Pero también hay una historia, para nada romántica, que nadie o muy pocos se atreven a cuestionar. Y es que la colonización española en América Latina y el Caribe ocurrió con la bula (el aval) de la Iglesia católica. El saqueo, las masacres, la opresión; todo el proceso de colonización fue ejecutado con la espada y la cruz por delante. Y si esto es verdad, también lo es que, con reconocidas excepciones, los religiosos participaron en el sometimiento de los pueblos originarios y pusieron al servicio del invasor su doctrina, sus símbolos, sus santos y sus vírgenes.
Nos guste o no ese es el contexto en que llegan las imágenes que veneramos. Y ese es el contexto en que nace el grito de ¿Quién causa tanta alegría?. Y no estoy ofreciendo pretextos para desilusiones o justificación para la apatía y menos para el rechazo. Acaso haga falta un estudio que explique cómo viniendo de esa realidad hemos llegado a tan maravilloso acontecimiento. Maravilla sí, porque ¿acaso hay otra tradición así, que trascienda lo nacional desde lo territorial para asentarse en el ser de los nicaragüenses?

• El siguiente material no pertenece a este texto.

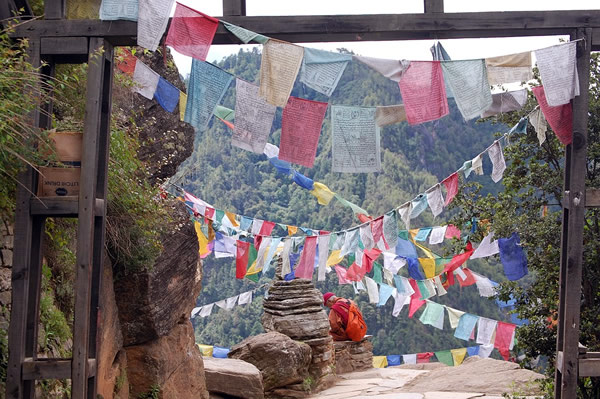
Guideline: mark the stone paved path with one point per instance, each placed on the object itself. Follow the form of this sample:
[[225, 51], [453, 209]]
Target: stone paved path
[[436, 381]]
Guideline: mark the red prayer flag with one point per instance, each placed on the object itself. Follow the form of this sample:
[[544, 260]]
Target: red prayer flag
[[559, 118], [415, 299], [452, 231], [306, 265], [300, 130], [241, 258], [191, 32], [451, 184], [424, 357], [424, 92], [126, 62]]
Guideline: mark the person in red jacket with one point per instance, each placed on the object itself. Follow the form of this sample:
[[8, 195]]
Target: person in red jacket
[[338, 315]]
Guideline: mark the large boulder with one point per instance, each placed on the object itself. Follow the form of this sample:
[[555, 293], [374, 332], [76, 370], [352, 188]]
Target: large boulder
[[173, 363], [153, 301], [281, 360], [233, 377]]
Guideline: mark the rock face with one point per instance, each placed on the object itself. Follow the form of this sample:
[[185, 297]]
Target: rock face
[[172, 362], [353, 356], [294, 308], [233, 377], [281, 360]]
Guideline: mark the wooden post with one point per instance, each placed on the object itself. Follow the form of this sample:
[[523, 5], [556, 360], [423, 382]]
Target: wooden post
[[571, 261]]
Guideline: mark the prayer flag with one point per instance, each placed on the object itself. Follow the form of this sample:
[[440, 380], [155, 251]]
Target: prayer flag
[[559, 118], [245, 35], [513, 257], [469, 83], [558, 70], [509, 68], [145, 79], [241, 259], [435, 200], [253, 118], [153, 17], [322, 70], [279, 67], [423, 91], [300, 130], [506, 102], [112, 10], [451, 184], [445, 357], [458, 355], [191, 32], [166, 95], [391, 69], [206, 87], [355, 140]]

Sin tener el cómo, me atrevo sin vacilación alguna a reconocer al autor de esta obra magistral. Es el pueblo, entendiendo como pueblo a la inmensa mayoría humilde que desde la fe cristiana da vida, sin artificios y genuina espontaneidad, a una expresión multidimensional y profundamente humana, espiritual y material.
En la Purísima está el sentido de solidaridad del nicaragüense y por eso compartimos la gorra, no desde la abundancia, sino desde la hermandad.
En la Purísima está el sentido de familia unida porque entre todos lo hacemos posible, un poquito cada uno.
Está la vocación de alegría y paz y por eso ríos de familias van y vienen entre cantos, risas y esperanza.
Están los niños felices, maravillados, sin entender quizá lo que
pasa, pero seguro atesorando vida sana y armoniosa.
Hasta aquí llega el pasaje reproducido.